# Safari Mobile Problems (iPhone)



## JeremyLC (Feb 1, 2008)

When I visit SaxOnTheWeb.net from my iPhone I get a layer of text on top of the front page when it loads. It looks like a robots.txt file that is somehow being generated over the page. I've attached screenshots showing what the problem is.

Are any other iPhone users getting this?


----------



## Harri Rautiainen (Jan 24, 2003)

JeremyLC said:


> When I visit SaxOnTheWeb.net from my iPhone I get a layer of text on top of the front page when it loads. It looks like a robots.txt file that is somehow being generated over the page. I've attached screenshots showing what the problem is.
> 
> Are any other iPhone users getting this?
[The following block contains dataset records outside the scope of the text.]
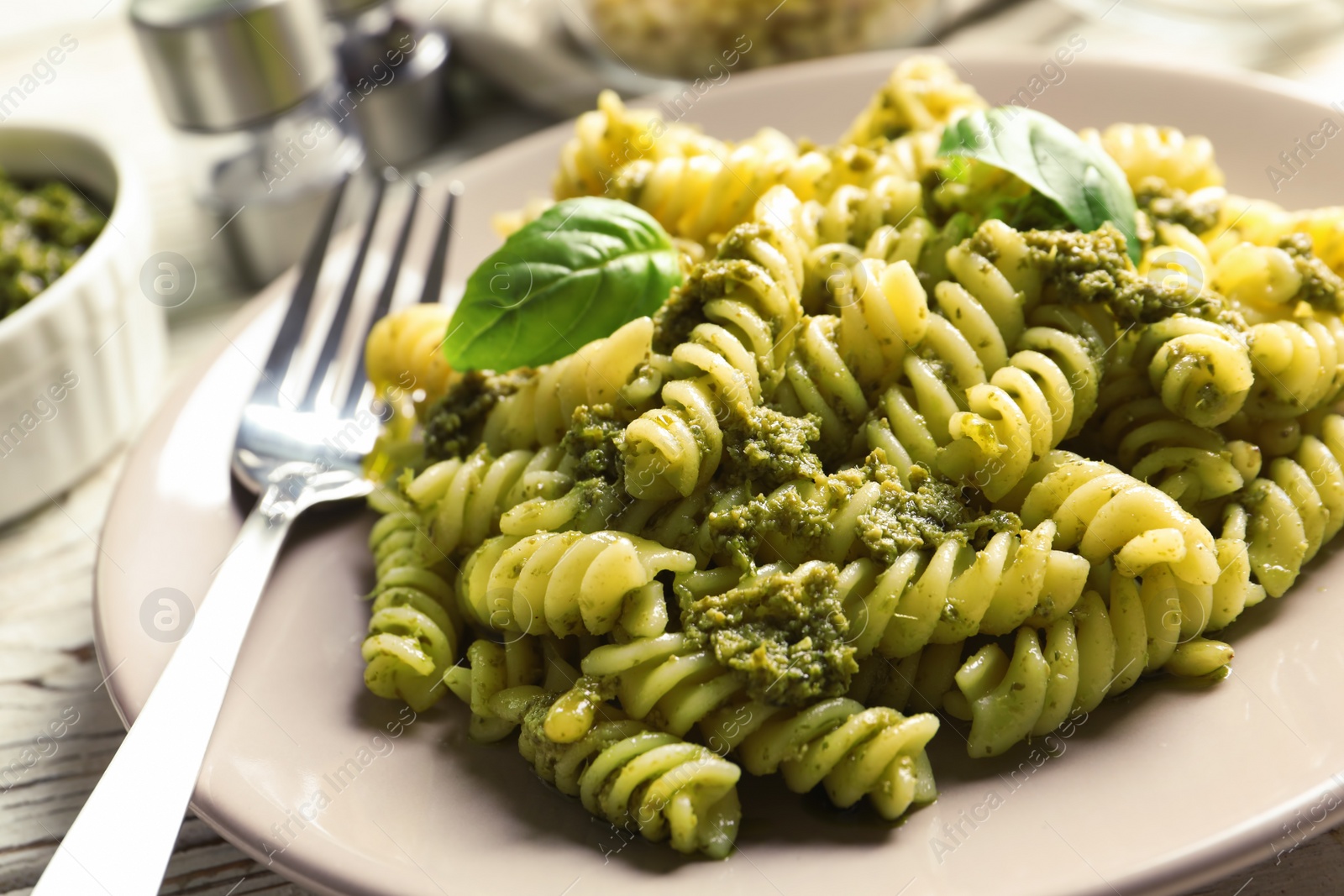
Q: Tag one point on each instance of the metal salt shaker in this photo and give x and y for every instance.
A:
(264, 74)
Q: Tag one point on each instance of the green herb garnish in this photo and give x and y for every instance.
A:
(1086, 183)
(575, 275)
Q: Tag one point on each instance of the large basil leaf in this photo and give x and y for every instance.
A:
(577, 273)
(1084, 181)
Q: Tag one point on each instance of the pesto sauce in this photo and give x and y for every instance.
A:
(1321, 288)
(785, 631)
(454, 425)
(1095, 269)
(1173, 206)
(44, 231)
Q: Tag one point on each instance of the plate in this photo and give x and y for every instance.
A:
(1158, 792)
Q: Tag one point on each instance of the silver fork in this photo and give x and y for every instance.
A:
(293, 457)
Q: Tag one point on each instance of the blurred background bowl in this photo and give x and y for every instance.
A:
(81, 363)
(696, 39)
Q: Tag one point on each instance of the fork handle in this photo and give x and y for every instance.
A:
(123, 839)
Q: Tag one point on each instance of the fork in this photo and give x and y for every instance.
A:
(295, 456)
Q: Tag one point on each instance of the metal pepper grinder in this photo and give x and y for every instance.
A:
(255, 80)
(394, 80)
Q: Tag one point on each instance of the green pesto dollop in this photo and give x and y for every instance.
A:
(595, 443)
(766, 448)
(454, 425)
(44, 231)
(1095, 269)
(785, 631)
(922, 516)
(685, 308)
(1321, 288)
(1173, 206)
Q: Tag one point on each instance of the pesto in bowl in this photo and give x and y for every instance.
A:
(45, 228)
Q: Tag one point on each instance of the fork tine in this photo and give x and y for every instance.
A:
(434, 275)
(282, 352)
(333, 335)
(385, 298)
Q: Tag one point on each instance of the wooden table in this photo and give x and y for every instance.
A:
(47, 664)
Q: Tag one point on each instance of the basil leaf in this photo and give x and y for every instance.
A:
(575, 275)
(1084, 181)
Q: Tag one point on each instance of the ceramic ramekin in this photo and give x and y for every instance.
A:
(82, 362)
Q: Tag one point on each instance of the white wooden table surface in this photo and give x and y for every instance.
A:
(47, 667)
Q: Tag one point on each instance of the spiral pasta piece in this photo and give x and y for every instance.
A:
(749, 300)
(405, 351)
(413, 636)
(843, 360)
(1299, 367)
(528, 409)
(492, 668)
(922, 93)
(674, 684)
(1112, 516)
(569, 584)
(612, 136)
(464, 499)
(635, 778)
(1144, 150)
(1200, 369)
(1296, 508)
(958, 593)
(967, 406)
(1093, 652)
(853, 752)
(1189, 463)
(918, 683)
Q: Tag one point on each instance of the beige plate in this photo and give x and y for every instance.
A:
(1158, 792)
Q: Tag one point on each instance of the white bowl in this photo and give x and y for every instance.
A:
(81, 363)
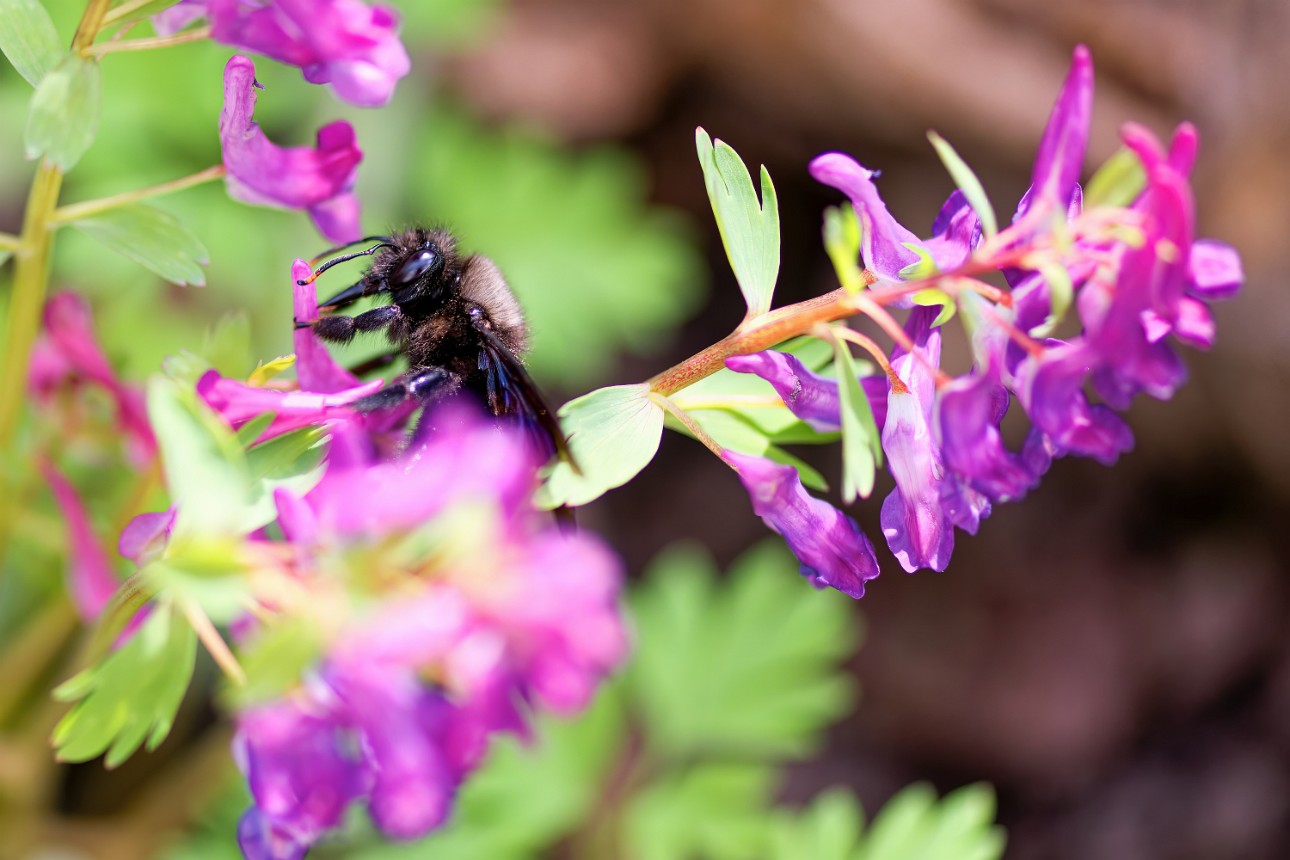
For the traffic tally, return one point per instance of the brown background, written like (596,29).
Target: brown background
(1112,653)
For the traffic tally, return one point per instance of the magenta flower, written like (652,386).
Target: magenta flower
(316,179)
(462,582)
(831,548)
(67,355)
(345,43)
(916,526)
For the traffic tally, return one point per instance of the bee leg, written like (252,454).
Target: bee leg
(341,329)
(376,362)
(426,386)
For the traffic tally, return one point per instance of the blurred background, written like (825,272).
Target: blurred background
(1112,653)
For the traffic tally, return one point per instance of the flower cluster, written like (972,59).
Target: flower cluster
(446,604)
(1135,275)
(345,44)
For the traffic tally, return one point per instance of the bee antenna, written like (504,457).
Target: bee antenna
(356,241)
(345,258)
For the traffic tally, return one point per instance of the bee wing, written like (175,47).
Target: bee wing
(511,391)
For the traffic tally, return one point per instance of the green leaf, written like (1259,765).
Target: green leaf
(274,660)
(151,237)
(29,39)
(596,268)
(915,827)
(1117,182)
(747,671)
(227,346)
(733,430)
(932,298)
(63,115)
(132,696)
(966,182)
(922,268)
(843,245)
(613,433)
(714,811)
(828,829)
(205,468)
(1061,294)
(750,228)
(862,441)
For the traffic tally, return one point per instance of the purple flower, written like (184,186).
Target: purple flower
(809,397)
(1051,391)
(831,548)
(89,575)
(302,776)
(883,237)
(345,43)
(67,355)
(238,404)
(317,179)
(970,411)
(1066,137)
(465,584)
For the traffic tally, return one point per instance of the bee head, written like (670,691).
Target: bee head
(421,276)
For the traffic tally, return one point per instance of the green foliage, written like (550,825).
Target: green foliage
(912,825)
(827,829)
(613,433)
(750,228)
(843,236)
(29,39)
(1117,182)
(595,270)
(966,182)
(862,441)
(151,237)
(915,827)
(747,671)
(63,116)
(221,488)
(132,696)
(712,810)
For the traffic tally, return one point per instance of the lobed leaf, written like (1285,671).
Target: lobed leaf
(966,182)
(915,827)
(613,433)
(714,811)
(747,671)
(151,237)
(862,440)
(130,698)
(62,119)
(29,39)
(750,228)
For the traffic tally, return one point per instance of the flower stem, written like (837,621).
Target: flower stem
(147,44)
(754,335)
(124,9)
(75,212)
(693,426)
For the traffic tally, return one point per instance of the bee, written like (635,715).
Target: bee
(453,317)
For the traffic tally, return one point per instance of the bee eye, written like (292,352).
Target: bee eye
(417,266)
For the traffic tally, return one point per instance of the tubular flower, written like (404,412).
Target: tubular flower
(917,527)
(316,179)
(347,44)
(467,586)
(830,546)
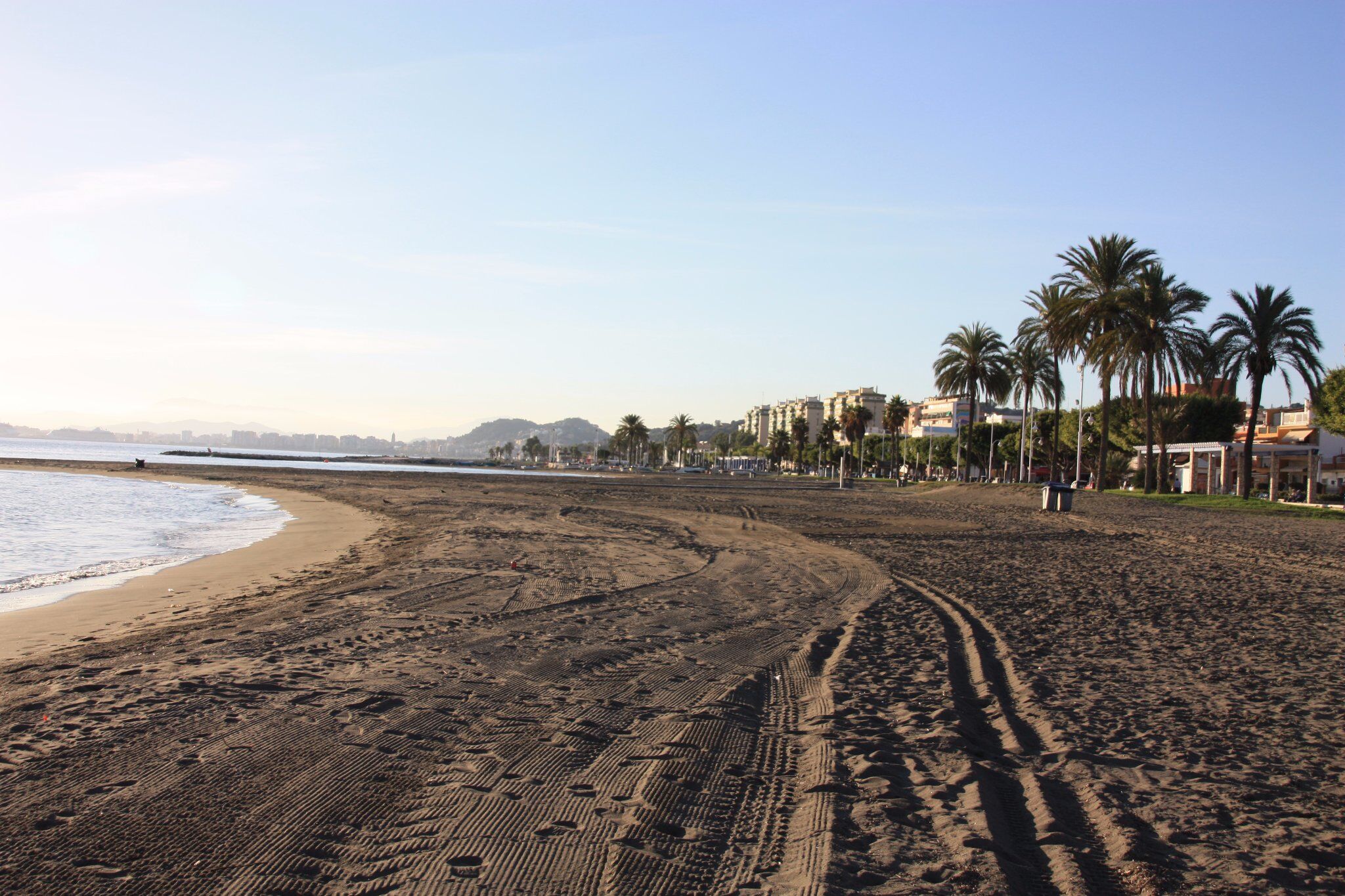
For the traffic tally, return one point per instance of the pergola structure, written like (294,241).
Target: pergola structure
(1222,463)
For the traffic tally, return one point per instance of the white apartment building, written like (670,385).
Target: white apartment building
(866,396)
(783,414)
(758,422)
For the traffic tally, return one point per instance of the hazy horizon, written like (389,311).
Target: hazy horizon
(399,218)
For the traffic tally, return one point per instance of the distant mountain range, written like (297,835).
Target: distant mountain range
(479,441)
(200,427)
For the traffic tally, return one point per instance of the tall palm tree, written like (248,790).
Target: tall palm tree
(799,435)
(854,423)
(1169,422)
(631,433)
(894,414)
(1152,343)
(973,362)
(1052,327)
(1098,274)
(680,430)
(1034,375)
(826,437)
(1269,333)
(779,446)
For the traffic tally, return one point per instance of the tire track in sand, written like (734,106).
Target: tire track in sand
(667,738)
(981,793)
(1039,805)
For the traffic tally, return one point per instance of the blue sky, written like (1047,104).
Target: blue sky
(404,215)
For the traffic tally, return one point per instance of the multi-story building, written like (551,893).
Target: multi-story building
(783,414)
(1218,387)
(757,421)
(865,396)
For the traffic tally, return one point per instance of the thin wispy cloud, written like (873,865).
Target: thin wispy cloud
(590,228)
(577,227)
(95,191)
(510,56)
(482,269)
(915,211)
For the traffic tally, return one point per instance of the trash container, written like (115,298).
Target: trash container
(1057,498)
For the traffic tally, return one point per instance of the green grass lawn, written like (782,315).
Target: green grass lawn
(1232,503)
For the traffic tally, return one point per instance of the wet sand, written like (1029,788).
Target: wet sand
(661,687)
(319,534)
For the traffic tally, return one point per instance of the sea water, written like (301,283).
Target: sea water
(68,532)
(128,452)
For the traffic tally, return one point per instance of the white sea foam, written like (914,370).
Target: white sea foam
(66,532)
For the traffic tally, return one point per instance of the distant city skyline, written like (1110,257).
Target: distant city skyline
(354,218)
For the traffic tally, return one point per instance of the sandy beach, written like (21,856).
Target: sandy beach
(669,685)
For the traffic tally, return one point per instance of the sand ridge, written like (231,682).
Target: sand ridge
(606,687)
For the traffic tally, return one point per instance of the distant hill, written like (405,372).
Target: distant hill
(200,427)
(479,441)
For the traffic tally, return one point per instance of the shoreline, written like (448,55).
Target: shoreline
(319,532)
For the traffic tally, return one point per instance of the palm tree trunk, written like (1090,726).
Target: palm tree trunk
(1149,427)
(1055,436)
(1106,429)
(971,418)
(1245,485)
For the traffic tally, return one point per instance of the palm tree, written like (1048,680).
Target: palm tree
(799,435)
(1269,333)
(680,429)
(1098,274)
(1052,327)
(1169,425)
(779,446)
(973,362)
(894,414)
(631,433)
(1034,375)
(1152,343)
(826,437)
(854,423)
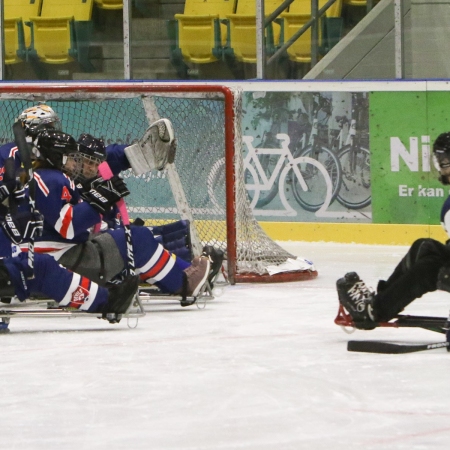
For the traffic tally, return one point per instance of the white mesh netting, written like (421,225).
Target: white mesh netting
(196,189)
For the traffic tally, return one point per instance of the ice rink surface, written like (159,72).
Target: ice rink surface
(263,367)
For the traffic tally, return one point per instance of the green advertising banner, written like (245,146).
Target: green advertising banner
(403,125)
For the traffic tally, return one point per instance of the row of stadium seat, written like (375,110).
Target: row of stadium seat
(212,30)
(50,31)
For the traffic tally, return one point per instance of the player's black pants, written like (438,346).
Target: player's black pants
(414,276)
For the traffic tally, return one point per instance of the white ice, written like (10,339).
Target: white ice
(263,367)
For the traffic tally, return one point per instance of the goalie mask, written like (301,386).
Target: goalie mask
(91,152)
(441,157)
(55,147)
(37,118)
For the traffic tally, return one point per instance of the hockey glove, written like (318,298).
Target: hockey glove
(23,226)
(103,194)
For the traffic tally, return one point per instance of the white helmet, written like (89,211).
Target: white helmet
(36,116)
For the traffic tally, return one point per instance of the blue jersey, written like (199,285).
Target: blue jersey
(67,218)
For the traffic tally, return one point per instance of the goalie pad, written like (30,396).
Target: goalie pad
(154,150)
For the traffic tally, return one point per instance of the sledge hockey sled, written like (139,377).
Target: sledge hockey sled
(431,323)
(48,308)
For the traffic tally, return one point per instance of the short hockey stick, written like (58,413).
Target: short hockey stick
(25,156)
(392,347)
(105,172)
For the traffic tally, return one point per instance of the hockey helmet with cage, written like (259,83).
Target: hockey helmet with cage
(441,157)
(37,117)
(54,146)
(91,152)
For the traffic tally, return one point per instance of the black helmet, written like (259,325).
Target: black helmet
(91,146)
(441,155)
(54,146)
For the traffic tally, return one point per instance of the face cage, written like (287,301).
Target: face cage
(31,128)
(79,166)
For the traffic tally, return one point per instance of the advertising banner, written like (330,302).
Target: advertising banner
(405,188)
(307,156)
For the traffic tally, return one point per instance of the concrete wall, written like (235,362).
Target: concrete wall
(368,50)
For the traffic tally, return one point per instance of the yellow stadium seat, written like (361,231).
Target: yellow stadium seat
(52,39)
(109,4)
(199,33)
(241,43)
(62,32)
(24,9)
(14,41)
(330,28)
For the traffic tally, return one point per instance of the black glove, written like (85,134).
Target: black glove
(23,226)
(103,194)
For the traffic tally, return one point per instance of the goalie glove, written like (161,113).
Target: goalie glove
(154,150)
(23,226)
(103,194)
Jeremy, you are right: it certainly looks like robots.txt. Unfortunately I have no way of testing it.


----------



## Twombles62 (Feb 28, 2007)

I didn't get it. Running 3.0 firmware.
Is your phone jailbroken?


----------



## EmKay (Jun 25, 2009)

Twombles62 said:


> I didn't get it. Running 3.0 firmware.
> Is your phone jailbroken?


I have a 3.0 FW jailbroken. Didn't get it either. Probably it was just a temporary problem...


----------



## JeremyLC (Feb 1, 2008)

I'm running 2.2.1 firmware, jailbroken, and I get it every time I visit the main page. It has been on-going, definitely not a temporary problem. It may be a sign that I need to upgrade to 3.0, though. (I really don't want to hassle with re-installing all my post-jailbreak software)


----------